Heavenly Breakfast

Latest randomly chosen book from my unread shelves: Delany's 1979 memoir Heavenly Breakfast. Which, as I opened it, gave me enough deja vu that I think I actually did read it before. There's a slip of paper inside, dated June '95, a note from me to my father, wishing him a happy Father's Day; I don't know whether the book was a gift to him from me or whether he was just using the slip of paper as a bookmark.

But the book is short, and I started reading or re-reading it, and it's one of those moments (I've had a few in recent months) where after weeks of reading stuff that hasn't grabbed me, there's a vividness and clarity to the prose and to the content; as if all the other non-recent writing I've been reading lately has been in dull gray, and this is a sparkly rainbow. Good stuff.

Something about the style and/or the format is making me think of Times Square Red/Times Square Blue, which I hadn't read last time I looked at Heavenly Breakfast. The casual recounting of personal incidents that illustrate ideas about the ways that people interact.
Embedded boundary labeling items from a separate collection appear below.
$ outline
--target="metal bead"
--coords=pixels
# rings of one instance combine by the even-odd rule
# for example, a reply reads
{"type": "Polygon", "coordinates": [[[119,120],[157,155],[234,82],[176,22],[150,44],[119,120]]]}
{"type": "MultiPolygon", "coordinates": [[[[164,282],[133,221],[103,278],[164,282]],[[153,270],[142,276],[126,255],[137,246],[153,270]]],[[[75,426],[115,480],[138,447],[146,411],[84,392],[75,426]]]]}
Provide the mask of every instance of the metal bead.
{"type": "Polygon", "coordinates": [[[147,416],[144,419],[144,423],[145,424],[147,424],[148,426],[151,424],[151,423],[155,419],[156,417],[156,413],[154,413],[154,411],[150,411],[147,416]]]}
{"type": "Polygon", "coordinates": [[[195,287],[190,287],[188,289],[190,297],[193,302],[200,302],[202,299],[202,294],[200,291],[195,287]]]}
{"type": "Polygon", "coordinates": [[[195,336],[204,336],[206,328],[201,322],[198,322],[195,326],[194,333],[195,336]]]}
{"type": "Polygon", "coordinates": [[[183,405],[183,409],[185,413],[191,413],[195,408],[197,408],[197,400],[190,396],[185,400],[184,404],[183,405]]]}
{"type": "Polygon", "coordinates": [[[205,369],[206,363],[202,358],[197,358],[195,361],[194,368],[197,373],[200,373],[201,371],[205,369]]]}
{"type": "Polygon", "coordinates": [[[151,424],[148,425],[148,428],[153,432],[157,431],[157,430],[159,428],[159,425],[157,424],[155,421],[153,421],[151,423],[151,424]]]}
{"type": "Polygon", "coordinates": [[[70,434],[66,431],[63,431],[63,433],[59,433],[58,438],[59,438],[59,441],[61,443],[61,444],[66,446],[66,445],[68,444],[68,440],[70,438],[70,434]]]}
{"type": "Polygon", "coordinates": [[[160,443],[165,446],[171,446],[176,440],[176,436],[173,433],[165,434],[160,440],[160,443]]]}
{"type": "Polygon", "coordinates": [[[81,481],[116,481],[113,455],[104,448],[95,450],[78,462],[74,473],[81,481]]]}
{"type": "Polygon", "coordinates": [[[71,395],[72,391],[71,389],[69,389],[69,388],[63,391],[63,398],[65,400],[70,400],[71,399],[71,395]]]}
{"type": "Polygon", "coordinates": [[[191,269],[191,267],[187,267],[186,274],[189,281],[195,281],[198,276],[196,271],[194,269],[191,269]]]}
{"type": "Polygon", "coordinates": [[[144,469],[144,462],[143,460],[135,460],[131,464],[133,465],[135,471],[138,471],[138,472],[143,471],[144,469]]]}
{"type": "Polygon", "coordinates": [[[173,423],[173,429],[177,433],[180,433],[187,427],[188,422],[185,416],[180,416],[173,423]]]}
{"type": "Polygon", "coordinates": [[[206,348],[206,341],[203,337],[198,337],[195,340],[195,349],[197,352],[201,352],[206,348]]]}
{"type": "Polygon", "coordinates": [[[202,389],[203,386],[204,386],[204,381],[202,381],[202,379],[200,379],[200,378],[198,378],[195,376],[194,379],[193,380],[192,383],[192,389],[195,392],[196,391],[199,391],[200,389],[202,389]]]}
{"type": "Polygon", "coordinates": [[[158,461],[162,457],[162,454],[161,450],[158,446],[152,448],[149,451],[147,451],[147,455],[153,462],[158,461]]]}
I think it's also interacting nicely in my head with Panshin's “How Can We Sink When We Can Fly?”, which was written half a dozen years earlier (but set a few years later), and which I read for the first time a couple of months ago, and may have been the last item from my old-unread-books shelves that I got that “wow, this is worth paying attention to” feeling from.

One Response to “Heavenly Breakfast”

  1. wild-irises

    I am a huge fan of Delany’s memoirs always, but I think Heavenly Breakfast might be the best of the lot. I haven’t reread it in many years, but three or four scenes stand out with perfect clarity.

    Also, I think it’s one of the best books I’ve ever found to convey the ’60s. Delany is older than I am, and lived far deeper into the communal world of the ’60s than I did, but the flavor feels so right to me. (Peter Coyote’s Sleeping Where I Fall is another fine book for that.)